Descriptive writing can be the finish on scene, but it is not the scene. Powerful description can cause a room to take on an unnatural pulse or use a herd of wildebeest in the Serengeti to create paranoia. Impressions are enhanced, as Aristotle said, “using expressions that represent things as in a state of activity.” Strong descriptive passages engage the emotions and intellect, settling into the human psyche.
Graham Greene’s novel The End of the Affair opens using subtle description: “. . . but do I in fact of my own will choose that black wet January night on the common, in 1946, the sight of Henry Miles slanting across the wide river of rain, or did these images choose me?” The rain represents a sort of god-like torrent, seeming to never let up throughout the course of the story, as God’s presence in the life of the woman hovers doggedly over her life.
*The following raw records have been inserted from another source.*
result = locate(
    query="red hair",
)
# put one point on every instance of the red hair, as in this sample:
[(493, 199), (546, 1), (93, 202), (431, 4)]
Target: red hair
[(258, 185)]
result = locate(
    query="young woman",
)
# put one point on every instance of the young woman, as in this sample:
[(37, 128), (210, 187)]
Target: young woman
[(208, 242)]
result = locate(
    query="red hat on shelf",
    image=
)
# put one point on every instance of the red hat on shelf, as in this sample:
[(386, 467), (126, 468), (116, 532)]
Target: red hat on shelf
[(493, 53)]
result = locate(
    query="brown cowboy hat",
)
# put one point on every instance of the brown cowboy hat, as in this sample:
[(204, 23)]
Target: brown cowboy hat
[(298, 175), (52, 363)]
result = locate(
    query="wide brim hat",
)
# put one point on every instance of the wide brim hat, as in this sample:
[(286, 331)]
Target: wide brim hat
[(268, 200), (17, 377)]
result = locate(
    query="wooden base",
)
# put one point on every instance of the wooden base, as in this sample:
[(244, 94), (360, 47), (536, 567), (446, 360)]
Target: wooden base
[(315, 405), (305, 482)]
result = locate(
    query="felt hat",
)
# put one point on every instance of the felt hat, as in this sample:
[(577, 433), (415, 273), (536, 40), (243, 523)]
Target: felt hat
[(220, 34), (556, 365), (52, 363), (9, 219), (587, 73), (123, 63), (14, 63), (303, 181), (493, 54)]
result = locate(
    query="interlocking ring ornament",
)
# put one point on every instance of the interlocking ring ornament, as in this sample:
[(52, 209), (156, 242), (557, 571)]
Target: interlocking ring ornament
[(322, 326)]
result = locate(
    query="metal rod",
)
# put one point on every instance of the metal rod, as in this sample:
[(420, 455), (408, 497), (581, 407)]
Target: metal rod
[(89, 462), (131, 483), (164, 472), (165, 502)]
Never does Greene’s description get bogged down in weather clichés, but in a subtle manner, perfectly laid imagery serves the story with emotion and power. Graham uses a stormy tone to unify the theme. As Stanley Kunitz says, description used in this manner can unify the “constellation of images” that appears and reappears in a literary work, suggesting the idea or feeling that lives beneath the story line.
Description can serve many functions, from helping to shape a narrative line to aiding in grounding the story in the character’s life and plight. It can slow down or speed up pace and serve as the transition between scenes. It can lend metaphorical life to lifeless objects. But all description must be judged for what it lends to the larger story. A beautiful piece of description can be evocative and beautiful yet might ruin the story’s suspense. If it doesn’t provide a piece of the larger story, removing it will speed pace.
Good descriptive prose does not serve the paper on which it is written, but the reader, engaging the senses and causing story to flutter to life in the reader’s mind. That is when the imagination is enlarged and story is allowed to linger.